DDMAL / linkedmusic-datalake

To create mapping strategies for various music databases into our data lake
https://virtuoso.staging.simssa.ca
0 stars 4 forks source link

Converting a json file of MusicBrainz data with nested lists/dictionaries to a finite CSV file #48

Closed Yueqiao12Zhang closed 5 months ago

Yueqiao12Zhang commented 5 months ago

Convert a sample of MusicBrainz data (exported in a json format) into a csv file. MusicBrainz json may contain arbitrary nesting of objects and arrays, as in the example below.

"artist-credit": [
            {
                "name": "Pigface",
                "joinphrase": "",
                "artist": {
                    "type-id": "e431f5f6-b5d2-343d-8b36-72607fffb74b",
                    "genres": [
                        {
                            "disambiguation": "",
                            "count": 1,
                            "id": "89255676-1f14-4dd8-bbad-fca839d6aff4",
                            "name": "electronic"
                        },
                        {
                            "disambiguation": "",
                            "id": "ffbc9907-c9be-4ace-876b-b7fd5b9d51f9",
                            "count": 4,
                            "name": "industrial rock"
                        }
                    ],
                    "tags": [
                        {
                            "name": "american",
                            "count": 1
                        },
                        {
                            "name": "electronic",
                            "count": 1
                        },
                        {
                            "name": "industrial rock",
                            "count": 4
                        },
                        {
                            "count": 2,
                            "name": "supergroup"
                        }
                    ],
                    "aliases": [],
                    "type": "Group",
                    "id": "11137c88-a9a2-4ffa-a97d-fb058c6d6ce2",
                    "disambiguation": "industrial supergroup",
                    "sort-name": "Pigface",
                    "name": "Pigface"
                }
            }
        ],

This is one attribute with multiple values from an instance of an "recording". Since it is a nested list/dictionary, it can be infinitely long. It is impossible to give each single value a column in the CSV file. How do we interpret this?

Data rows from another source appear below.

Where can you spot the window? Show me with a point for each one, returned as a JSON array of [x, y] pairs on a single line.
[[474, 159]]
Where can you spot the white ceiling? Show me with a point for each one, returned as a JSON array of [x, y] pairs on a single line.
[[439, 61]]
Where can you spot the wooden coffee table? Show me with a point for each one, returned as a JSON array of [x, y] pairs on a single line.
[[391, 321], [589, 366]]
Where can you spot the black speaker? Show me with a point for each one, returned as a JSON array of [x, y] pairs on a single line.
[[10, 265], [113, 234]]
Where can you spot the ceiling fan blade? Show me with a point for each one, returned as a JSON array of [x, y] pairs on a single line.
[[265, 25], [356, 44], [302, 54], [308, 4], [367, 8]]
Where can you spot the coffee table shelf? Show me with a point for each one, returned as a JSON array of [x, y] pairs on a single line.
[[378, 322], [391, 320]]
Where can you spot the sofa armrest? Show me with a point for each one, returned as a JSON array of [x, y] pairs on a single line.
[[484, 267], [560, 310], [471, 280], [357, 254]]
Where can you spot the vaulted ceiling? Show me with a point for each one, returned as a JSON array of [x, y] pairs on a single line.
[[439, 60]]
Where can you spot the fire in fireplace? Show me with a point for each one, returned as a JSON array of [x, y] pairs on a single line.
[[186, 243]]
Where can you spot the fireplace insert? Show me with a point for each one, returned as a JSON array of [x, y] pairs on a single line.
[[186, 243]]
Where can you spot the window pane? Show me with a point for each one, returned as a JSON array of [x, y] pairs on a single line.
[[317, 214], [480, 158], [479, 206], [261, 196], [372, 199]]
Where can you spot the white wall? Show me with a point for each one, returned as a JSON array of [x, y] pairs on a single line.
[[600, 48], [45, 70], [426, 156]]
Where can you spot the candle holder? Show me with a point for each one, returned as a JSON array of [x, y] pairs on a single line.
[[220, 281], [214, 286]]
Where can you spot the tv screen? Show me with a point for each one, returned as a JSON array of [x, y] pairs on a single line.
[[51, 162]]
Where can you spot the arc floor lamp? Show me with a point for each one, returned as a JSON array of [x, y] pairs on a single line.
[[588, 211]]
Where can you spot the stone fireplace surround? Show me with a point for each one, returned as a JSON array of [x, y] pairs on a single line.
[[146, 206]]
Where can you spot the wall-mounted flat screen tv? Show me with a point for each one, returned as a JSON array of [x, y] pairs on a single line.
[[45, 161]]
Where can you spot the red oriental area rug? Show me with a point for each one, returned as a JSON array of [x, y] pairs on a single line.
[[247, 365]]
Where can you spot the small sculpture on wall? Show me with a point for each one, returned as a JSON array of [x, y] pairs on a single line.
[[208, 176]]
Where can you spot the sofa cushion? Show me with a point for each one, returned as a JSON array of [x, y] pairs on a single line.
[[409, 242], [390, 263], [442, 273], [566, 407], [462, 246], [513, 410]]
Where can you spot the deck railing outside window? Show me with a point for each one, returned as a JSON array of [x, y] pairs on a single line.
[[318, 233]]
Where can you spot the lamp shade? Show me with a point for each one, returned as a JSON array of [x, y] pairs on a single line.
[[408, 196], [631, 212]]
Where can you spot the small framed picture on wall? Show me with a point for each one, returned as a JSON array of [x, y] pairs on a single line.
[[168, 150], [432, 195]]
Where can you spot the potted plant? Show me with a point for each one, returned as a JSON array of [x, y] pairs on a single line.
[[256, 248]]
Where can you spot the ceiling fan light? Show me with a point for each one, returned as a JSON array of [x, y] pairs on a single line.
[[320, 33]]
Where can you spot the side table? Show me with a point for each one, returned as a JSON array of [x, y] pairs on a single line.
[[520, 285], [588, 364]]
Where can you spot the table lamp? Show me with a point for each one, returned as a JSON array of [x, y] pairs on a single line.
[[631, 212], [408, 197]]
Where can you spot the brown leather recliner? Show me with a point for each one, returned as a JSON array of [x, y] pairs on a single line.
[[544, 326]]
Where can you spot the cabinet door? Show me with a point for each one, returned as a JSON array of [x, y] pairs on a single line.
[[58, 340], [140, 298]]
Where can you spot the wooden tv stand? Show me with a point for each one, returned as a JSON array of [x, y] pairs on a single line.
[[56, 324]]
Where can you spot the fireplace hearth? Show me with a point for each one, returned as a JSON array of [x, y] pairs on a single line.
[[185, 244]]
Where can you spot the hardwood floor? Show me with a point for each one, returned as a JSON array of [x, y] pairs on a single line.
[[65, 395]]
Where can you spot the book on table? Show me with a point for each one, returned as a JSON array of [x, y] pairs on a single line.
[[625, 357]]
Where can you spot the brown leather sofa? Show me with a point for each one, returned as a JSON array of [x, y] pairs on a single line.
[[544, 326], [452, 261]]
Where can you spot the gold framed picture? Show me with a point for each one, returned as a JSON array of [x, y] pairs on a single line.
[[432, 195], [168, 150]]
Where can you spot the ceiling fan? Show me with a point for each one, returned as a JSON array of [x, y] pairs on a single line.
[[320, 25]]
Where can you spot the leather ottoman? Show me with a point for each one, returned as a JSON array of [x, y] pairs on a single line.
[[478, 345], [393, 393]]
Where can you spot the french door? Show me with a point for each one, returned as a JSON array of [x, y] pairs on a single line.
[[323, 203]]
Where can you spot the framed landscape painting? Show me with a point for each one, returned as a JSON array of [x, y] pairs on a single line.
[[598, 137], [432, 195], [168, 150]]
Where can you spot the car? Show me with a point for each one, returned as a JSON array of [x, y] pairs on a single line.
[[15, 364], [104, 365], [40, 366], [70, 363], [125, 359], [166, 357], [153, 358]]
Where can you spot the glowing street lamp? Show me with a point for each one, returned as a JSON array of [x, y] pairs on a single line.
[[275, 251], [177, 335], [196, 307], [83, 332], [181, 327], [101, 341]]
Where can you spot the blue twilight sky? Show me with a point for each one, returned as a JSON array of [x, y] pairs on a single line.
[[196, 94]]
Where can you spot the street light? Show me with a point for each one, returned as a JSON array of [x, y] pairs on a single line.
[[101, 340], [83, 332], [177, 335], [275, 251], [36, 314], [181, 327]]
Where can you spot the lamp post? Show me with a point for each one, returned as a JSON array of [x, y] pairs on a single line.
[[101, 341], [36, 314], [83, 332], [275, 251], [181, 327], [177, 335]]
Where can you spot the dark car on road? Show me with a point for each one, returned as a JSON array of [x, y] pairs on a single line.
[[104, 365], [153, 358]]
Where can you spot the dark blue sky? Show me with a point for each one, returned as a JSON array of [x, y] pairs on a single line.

Originally posted by @Yueqiao12Zhang in https://github.com/DDMAL/linkedmusic-datalake/issues/45#issuecomment-2127246898

Yueqiao12Zhang commented 5 months ago

The reason behind this PR is: OpenRefine has bugs reading the JSON Lines format file downloaded directly from MusicBrainz. If we want to use the reconciliation function from OpenRefine, using a CSV or a TSV format is the most efficient. Therefore, I want to first convert the JSON Lines format to a flattened CSV that can be reconciled using OpenRefine.

dchiller commented 5 months ago

I have maybe a silly question:

If we want to data to end up in a csv format for reconciliation in open refine, why are we starting with the JSON dump from MusicBrainz and not from the Postgres dump?

Yueqiao12Zhang commented 5 months ago

I have maybe a silly question:

If we want to data to end up in a csv format for reconciliation in open refine, why are we starting with the JSON dump from MusicBrainz and not from the Postgres dump?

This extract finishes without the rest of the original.